Got up at 7 AM.

I’m not sure why. I was out at a wine tasting last night and didn’t get home until after midnight. There is no reason I should be suddenly conscious and chipper at this unholy hour, fit only for small birds and airlines.

Ben was baffled by this unnatural behavior and eyed me askance from the bed until I got dressed and it became obvious that yes, I really WAS getting up. Then he shrugged and went to stand by the food bowl and mowl every three seconds, just in case I forgot he existed somewhere in the stage between getting the can of cat food out of the fridge and dumping it in the bowl. After dining, he got up on my desk and laid down next to the monitor, probably out of a desire for more sleep somewhere in my presence. (I love Ben.)
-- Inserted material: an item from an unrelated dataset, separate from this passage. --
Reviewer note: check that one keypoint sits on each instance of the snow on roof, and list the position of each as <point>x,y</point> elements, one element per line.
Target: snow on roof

The downy woodpecker and juncos are unbothered by a human observer at this hour. Whether Adam and Steve have an opinion about the aquarium lights being turned on this early is hard to determine, since they’re fish.

I had a dream last night where I was a boy wizard, although one less like Harry Potter would be hard to imagine, as I appeared to be a prince and all of my magic power derived from my…god help me…invisible walrus familiar.  It dragged out in the usual cinematic Effexor fashion, featuring dynastic family drama, Loch Ness, betrayal, intrigue, a castle siege, and at the triumphant moment, the return of King Arthur, who was thirty feet tall for some odd reason, the sudden visibility of my familiar (“See, Dad, I TOLD YOU I wasn’t crazy!”) and a battle with an evil witch, which devolved into a game of War with not-quite-tarot cards, which I won by playing the card “There Was A Walrus,” which summoned up some kind of commando attack walrus, which had four tusks and giant steel claws strapped to its flippers, who proceeded to kick witch butt.

On second thought, maybe it’s no wonder that I wasn’t getting to sleep after THAT. I mean, really, what’s left?